Designing the Right Synthetic Engines
Why Robotic Data Doesn’t Scale (Yet), and How Generative Simulation Changes That
This week, I’m writing about a topic that I’m still learning about. I’m early in my understanding here, so consider this an exploration of what I’ve been reading and listening to.
Ken Goldberg wrote an editorial last week called Good old-fashioned engineering can close the 100,000-year “data gap” in robotics. One of the footnotes compares the size of robot data to LLM data: it would take a human 100,000 years to consume the text and images used to train today’s LLMs; the comparable dataset for robots simply doesn’t exist.
Robotic training data is small, expensive, and deeply local. A robot in a warehouse can only learn from that warehouse. If the lighting changes or the floor texture is different, it stumbles. Teleoperation, which is where humans guide robots through VR rigs, is slow and labor-intensive. And unlike language models, there’s no internet-scale corpus of robot interaction data to scrape. This scarcity is why robots often fail to generalize.
Large language models exploded once they had access to trillions of words online. Robotics has no equivalent, it is still stuck in the pre-GPT era.
The opportunity, therefore, is in designing engines that can manufacture this data, evolving with minimal human input and turning robotics into a compounding system like LLMs but grounded in physics.
Digital Twins to Digital Cousins
In a recent talk, Jim Fan described the evolution from digital twins to digital cousins. Digital twins focused on building virtual copies of robots and their environments. With GPUs, you can spin up thousands of parallel simulations, run them faster than real time, and randomize things like friction, lighting, or object weight.
That approach has worked. It’s how humanoids can learn to walk after the equivalent of “ten years” of training in just a few hours, or why robot hands can learn dexterous tricks like pen-spinning. Digital twins made sim-to-real transfer possible.
But digital twins have their limits. Every new environment (a grocery store instead of a warehouse, for example) requires painstaking, hand-built assets (CAD models, collision geometries, scene setups). Digital twins are fast, but brittle.
The next leap is generative simulation. Last year, researchers at Stanford published a paper on “digital cousins”, which automatically generate virtual scenes that share the same action possibilities as the real world but with variations. Unlike digital twins, which replicate a single environment exactly, digital cousins expand the training distribution, making skills more robust and transferable.
Instead of hand-crafting every scene, world-model pipelines use gen AI to produce endless variations. Diffusion models can recreate the same box out of cardboard, plastic, or metal. LLMs can lay out kitchens with counters at different heights or generate a variety of different warehouse aisle configurations. Video models can simulate a cup wobbling as it’s set down, or a human handing an object from a new angle. Even the physics (lighting, gravity, friction) can be randomized automatically.
With this approach, a single teleoperation demo becomes the seed for thousands of synthetic variations.

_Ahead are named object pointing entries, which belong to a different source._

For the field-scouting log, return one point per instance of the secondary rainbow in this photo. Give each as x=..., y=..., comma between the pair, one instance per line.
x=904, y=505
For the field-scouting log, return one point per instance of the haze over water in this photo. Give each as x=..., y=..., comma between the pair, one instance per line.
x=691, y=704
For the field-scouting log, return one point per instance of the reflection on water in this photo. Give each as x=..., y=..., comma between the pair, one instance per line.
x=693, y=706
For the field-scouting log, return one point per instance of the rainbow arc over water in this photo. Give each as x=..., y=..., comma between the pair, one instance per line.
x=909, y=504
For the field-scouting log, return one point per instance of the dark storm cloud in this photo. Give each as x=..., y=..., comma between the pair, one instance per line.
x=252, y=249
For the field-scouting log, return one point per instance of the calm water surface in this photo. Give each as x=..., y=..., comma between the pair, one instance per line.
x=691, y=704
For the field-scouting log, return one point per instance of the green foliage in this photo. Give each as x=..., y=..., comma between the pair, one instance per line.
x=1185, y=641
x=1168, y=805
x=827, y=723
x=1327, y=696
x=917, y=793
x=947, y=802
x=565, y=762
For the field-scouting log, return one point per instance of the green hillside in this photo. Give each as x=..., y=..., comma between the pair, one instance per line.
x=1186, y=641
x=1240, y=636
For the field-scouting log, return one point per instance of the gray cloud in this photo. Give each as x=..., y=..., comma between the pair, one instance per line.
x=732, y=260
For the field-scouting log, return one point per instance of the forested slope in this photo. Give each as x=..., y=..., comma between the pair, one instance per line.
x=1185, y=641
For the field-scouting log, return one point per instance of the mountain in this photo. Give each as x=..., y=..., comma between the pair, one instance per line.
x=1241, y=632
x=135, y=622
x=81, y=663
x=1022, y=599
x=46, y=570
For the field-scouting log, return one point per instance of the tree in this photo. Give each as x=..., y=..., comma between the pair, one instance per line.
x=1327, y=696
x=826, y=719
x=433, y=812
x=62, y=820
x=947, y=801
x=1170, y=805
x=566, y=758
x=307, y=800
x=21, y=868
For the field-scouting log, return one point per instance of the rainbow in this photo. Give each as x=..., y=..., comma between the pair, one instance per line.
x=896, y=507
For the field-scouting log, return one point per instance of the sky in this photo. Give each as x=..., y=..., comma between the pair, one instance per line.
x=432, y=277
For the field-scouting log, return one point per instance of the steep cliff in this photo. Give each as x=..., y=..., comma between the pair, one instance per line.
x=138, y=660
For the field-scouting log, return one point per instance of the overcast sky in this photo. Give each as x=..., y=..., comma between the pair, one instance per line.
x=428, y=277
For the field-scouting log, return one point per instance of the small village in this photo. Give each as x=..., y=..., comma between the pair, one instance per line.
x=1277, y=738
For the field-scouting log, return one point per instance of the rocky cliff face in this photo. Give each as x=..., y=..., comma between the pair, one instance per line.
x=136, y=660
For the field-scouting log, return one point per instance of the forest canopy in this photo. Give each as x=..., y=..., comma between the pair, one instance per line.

Record a robot placing a box on a warehouse shelf, and you can generate different box textures, new racking layouts, and alternative grasp motions.
Generative sim also unlocks counterfactuals, the “what ifs” that you couldn’t collect in real life:
What if the robot dropped the box halfway?
What if the floor was slippery?
What if the aisle lighting was dim or flickering?
What if a forklift drove past and partially blocked the robot’s reach?
World models imagine plausible variations, creating compounding engines and broadening what robots can handle beyond the scope of the original demo.
Why It Matters
Once synthetic data pipelines start compounding, the bottleneck shifts from collecting demos to designing engines that generate them. These engines become the new flywheels of robotic intelligence.
Therefore, designing an engine that can generate the right demos repeatedly at scale is critical. The engine needs to be able to:
Define simple rules for generating lots of realistic scenes
Automatically vary physics (friction, lighting, weight) to expose edge cases
Standardize how tasks and preferences are phrased
Create tests that measure whether skills really work in the real world
With this approach, the engine can learn with minimal human input and its training accelerates exponentially. Generative simulation will multiply experience by orders of magnitude, turning a handful of demos into millions of trials and doing for robotics what GPT did for language.



Agreed, shared similar thoughts a few weeks ago.
The diffusion simulation approach is promising for scaling, but I'm curious whether synthetic engines can capture the actual "texture" of reality.
Bottleneck seems to be the precision of the physics engine.